There are problems on both sides.

In many ways, our public education system has created its own mess. The US funds schools at a higher level than most other countries, but much money is misspent. Around here, they come back for bond money for the same projects every few years, while little gets done. Then there are overly generous pension plans. I have a friend who only had to work for 10 years at a community college in order to qualify for a full pension including full paid health insurance for the rest of her life. That's just plain wrong. It used to be worse --- for a long time, you only needed to work for 5 years in San Francisco public schools to get those benefits. Public universities hire too many administrators and then "save" by hiring adjuncts.

If the public schools here were as good as public schools in other countries, people like me wouldn't pay for private schools/universities.

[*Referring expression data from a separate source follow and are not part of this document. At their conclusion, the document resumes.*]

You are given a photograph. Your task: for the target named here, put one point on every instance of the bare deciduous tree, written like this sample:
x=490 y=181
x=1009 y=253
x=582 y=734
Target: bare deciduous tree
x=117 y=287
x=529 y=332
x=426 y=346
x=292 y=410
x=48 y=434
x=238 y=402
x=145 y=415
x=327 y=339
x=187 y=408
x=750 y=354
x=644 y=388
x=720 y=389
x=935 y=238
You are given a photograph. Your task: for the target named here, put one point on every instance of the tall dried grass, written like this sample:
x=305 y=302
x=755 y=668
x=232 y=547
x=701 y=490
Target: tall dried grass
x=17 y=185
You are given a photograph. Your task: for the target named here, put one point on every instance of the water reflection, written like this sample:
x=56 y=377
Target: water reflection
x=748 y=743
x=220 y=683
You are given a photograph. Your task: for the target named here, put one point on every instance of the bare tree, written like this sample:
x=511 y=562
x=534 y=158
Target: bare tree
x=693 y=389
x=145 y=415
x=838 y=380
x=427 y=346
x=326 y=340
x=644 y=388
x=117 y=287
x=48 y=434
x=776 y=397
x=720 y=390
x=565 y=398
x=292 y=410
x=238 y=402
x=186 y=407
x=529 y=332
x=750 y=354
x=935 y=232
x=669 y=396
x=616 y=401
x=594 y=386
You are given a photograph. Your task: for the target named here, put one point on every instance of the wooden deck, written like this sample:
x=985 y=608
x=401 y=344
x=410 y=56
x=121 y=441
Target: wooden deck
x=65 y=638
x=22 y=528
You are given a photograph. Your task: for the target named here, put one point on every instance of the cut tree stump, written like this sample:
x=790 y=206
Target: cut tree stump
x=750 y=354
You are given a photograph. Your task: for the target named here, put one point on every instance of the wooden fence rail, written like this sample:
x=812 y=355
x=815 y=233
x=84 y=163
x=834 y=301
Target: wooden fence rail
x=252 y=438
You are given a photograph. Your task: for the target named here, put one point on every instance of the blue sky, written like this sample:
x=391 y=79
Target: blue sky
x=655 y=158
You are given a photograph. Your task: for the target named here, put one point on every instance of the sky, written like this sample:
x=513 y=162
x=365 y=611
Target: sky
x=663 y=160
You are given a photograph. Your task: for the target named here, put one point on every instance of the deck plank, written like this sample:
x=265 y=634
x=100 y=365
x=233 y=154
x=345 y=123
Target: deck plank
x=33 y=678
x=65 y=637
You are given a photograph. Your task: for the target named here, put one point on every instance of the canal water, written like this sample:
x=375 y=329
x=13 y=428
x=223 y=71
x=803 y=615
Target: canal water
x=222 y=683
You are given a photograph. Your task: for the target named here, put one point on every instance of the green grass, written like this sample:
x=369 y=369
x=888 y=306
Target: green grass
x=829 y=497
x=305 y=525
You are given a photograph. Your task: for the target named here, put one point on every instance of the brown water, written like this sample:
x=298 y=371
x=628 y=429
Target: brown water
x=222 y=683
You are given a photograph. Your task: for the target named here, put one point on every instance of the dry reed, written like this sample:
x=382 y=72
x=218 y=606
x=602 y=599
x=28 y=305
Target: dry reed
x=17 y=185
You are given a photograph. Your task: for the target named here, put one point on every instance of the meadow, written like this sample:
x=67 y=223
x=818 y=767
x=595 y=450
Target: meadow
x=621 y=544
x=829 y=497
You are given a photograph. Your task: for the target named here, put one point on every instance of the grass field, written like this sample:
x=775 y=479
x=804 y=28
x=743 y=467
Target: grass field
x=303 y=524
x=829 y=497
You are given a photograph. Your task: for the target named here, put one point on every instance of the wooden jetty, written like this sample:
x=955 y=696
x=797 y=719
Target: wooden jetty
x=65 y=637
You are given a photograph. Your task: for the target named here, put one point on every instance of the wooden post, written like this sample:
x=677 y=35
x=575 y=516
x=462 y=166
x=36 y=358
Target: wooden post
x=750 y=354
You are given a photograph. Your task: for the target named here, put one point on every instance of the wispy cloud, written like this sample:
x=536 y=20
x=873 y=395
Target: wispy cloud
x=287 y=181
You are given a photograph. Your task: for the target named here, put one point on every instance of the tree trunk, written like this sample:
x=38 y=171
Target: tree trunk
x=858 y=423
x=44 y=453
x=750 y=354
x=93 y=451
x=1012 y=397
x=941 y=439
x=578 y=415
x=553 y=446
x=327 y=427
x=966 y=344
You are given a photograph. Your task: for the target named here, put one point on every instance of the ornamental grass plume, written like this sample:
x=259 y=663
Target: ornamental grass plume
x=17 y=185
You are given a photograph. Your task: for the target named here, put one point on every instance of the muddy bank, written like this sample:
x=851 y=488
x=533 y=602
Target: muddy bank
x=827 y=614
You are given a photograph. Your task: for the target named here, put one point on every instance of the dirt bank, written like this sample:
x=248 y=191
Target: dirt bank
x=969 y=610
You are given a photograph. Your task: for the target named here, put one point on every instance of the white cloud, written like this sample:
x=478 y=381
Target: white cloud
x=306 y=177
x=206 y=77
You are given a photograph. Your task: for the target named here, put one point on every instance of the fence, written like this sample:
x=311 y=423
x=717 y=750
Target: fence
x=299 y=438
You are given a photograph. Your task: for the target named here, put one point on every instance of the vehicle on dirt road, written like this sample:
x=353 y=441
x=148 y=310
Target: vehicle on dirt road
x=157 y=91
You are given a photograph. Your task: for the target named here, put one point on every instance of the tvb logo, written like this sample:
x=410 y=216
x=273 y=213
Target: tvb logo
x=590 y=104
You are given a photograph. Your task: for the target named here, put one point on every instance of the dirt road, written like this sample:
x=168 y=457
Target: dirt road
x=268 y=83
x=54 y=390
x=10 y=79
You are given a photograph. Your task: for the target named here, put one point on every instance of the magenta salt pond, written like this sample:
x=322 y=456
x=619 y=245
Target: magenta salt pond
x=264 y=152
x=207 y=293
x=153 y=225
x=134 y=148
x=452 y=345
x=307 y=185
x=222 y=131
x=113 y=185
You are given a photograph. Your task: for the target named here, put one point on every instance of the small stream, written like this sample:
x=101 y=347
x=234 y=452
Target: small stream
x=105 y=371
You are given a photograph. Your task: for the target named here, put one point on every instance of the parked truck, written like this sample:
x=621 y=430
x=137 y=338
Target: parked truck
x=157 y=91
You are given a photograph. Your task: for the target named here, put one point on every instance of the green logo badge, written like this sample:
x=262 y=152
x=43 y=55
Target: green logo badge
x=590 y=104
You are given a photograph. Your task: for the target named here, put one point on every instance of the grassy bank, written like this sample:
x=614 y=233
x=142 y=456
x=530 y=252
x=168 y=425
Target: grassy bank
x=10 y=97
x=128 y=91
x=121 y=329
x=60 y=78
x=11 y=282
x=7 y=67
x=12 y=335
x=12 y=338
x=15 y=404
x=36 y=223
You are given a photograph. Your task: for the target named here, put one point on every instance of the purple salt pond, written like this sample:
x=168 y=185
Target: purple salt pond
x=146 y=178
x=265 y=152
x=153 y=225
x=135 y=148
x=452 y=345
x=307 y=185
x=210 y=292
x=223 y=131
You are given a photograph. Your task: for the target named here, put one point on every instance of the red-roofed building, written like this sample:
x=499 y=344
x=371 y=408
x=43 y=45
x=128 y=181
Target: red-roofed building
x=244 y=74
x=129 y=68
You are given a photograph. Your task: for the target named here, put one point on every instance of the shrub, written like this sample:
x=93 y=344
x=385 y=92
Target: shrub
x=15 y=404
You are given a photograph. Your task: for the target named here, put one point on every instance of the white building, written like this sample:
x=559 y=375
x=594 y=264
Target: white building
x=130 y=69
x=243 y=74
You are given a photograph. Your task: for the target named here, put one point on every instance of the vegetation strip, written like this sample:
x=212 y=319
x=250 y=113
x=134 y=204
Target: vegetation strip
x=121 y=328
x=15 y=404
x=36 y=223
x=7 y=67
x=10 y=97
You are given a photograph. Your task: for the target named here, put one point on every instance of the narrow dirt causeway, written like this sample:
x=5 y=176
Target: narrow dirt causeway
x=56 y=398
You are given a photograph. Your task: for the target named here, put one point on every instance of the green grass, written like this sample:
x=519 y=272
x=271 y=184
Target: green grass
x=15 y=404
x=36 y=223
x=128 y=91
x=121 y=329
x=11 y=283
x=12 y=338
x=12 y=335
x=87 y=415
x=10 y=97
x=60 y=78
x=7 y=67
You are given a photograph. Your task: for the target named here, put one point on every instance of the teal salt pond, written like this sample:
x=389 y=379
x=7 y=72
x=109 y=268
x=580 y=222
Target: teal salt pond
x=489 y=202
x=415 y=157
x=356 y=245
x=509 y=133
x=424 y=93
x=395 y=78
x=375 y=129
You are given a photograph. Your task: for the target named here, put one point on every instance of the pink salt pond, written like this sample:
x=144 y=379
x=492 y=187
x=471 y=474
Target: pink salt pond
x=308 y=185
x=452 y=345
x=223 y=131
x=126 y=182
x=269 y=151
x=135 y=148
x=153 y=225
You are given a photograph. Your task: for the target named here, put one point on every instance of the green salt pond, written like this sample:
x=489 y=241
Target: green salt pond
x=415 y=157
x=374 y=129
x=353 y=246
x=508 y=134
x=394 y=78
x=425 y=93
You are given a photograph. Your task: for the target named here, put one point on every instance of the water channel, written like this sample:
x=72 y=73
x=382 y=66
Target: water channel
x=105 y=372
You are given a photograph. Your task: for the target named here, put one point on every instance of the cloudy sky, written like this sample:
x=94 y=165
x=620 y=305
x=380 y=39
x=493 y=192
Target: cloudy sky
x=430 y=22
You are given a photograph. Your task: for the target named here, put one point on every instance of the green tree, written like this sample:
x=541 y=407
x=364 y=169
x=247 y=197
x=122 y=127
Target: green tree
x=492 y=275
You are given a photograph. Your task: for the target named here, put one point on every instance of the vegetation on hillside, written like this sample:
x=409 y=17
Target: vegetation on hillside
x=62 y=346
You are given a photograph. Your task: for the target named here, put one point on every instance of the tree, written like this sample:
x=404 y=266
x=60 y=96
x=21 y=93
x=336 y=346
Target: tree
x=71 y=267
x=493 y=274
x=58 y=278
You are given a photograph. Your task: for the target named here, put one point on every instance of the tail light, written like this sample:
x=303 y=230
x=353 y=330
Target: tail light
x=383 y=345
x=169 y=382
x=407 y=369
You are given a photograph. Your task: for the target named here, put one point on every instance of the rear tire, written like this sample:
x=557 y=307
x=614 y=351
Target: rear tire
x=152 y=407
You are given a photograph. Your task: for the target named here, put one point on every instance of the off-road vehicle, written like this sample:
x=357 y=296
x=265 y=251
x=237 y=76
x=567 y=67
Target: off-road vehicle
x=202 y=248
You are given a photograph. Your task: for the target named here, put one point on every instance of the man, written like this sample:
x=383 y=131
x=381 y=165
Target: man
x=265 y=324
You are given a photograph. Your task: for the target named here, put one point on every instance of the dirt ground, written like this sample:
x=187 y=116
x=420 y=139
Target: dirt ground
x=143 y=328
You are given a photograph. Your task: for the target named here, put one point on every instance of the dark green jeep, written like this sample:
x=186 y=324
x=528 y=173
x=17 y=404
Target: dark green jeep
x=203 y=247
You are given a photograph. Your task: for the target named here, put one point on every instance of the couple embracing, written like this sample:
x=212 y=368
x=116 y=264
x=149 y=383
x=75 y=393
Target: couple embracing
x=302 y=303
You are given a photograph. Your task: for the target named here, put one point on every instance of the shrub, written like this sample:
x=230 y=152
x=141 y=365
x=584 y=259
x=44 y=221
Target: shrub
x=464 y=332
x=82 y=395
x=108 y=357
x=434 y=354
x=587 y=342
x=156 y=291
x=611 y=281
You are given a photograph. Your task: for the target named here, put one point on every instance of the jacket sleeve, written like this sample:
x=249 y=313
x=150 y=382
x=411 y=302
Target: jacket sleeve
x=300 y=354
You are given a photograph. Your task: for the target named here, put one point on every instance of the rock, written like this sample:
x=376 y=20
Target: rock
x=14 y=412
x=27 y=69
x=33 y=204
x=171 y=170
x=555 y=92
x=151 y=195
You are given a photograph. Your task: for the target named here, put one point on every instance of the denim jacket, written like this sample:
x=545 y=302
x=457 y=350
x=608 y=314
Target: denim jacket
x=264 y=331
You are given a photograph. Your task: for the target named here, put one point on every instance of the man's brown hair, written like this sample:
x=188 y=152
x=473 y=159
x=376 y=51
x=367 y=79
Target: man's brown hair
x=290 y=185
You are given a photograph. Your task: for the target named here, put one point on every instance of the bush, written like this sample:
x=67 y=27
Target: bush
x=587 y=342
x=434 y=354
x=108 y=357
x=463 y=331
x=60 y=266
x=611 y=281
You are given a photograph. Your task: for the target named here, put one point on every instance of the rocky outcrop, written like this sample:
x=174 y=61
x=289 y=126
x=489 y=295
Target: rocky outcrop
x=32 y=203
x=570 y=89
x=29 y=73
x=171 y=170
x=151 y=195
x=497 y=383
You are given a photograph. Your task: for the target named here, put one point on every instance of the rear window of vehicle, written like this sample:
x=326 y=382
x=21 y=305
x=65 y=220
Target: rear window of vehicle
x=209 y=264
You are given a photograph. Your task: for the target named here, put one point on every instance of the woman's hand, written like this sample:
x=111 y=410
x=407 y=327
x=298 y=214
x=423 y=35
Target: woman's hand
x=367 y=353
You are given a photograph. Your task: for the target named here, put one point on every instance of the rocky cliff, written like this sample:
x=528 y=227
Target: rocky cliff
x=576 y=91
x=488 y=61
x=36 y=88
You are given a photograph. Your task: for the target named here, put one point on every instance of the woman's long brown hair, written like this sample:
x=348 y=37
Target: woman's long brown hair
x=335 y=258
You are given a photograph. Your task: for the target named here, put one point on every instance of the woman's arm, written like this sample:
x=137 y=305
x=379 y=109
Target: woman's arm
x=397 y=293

On the other side, the right wing appears to want to gut the system under the guise of fixing it. For example, they talk about "access," which sounds great. But IMO, this word means, if you have enough money, you're in. So vouchers provide access, but only if you can afford what the voucher doesn't cover. (They may increase enrollment in religious schools, because their fees are relatively low.) And of course, wealthy people will save money because of them. I suspect that vouchers will mostly benefit people who were already sending their kids to private schools, making access not really what the ad implied --- a few thousand bucks won't allow a middle class family to send Mary to Choate.

De Vos clearly isn't qualified for this job except as someone who can turn education into a profit center via charter schools. But at the same time, the public schools need to admit their failings and move past them to find constructive solutions, or the right will continue to have all kinds of reasons to howl about "reform."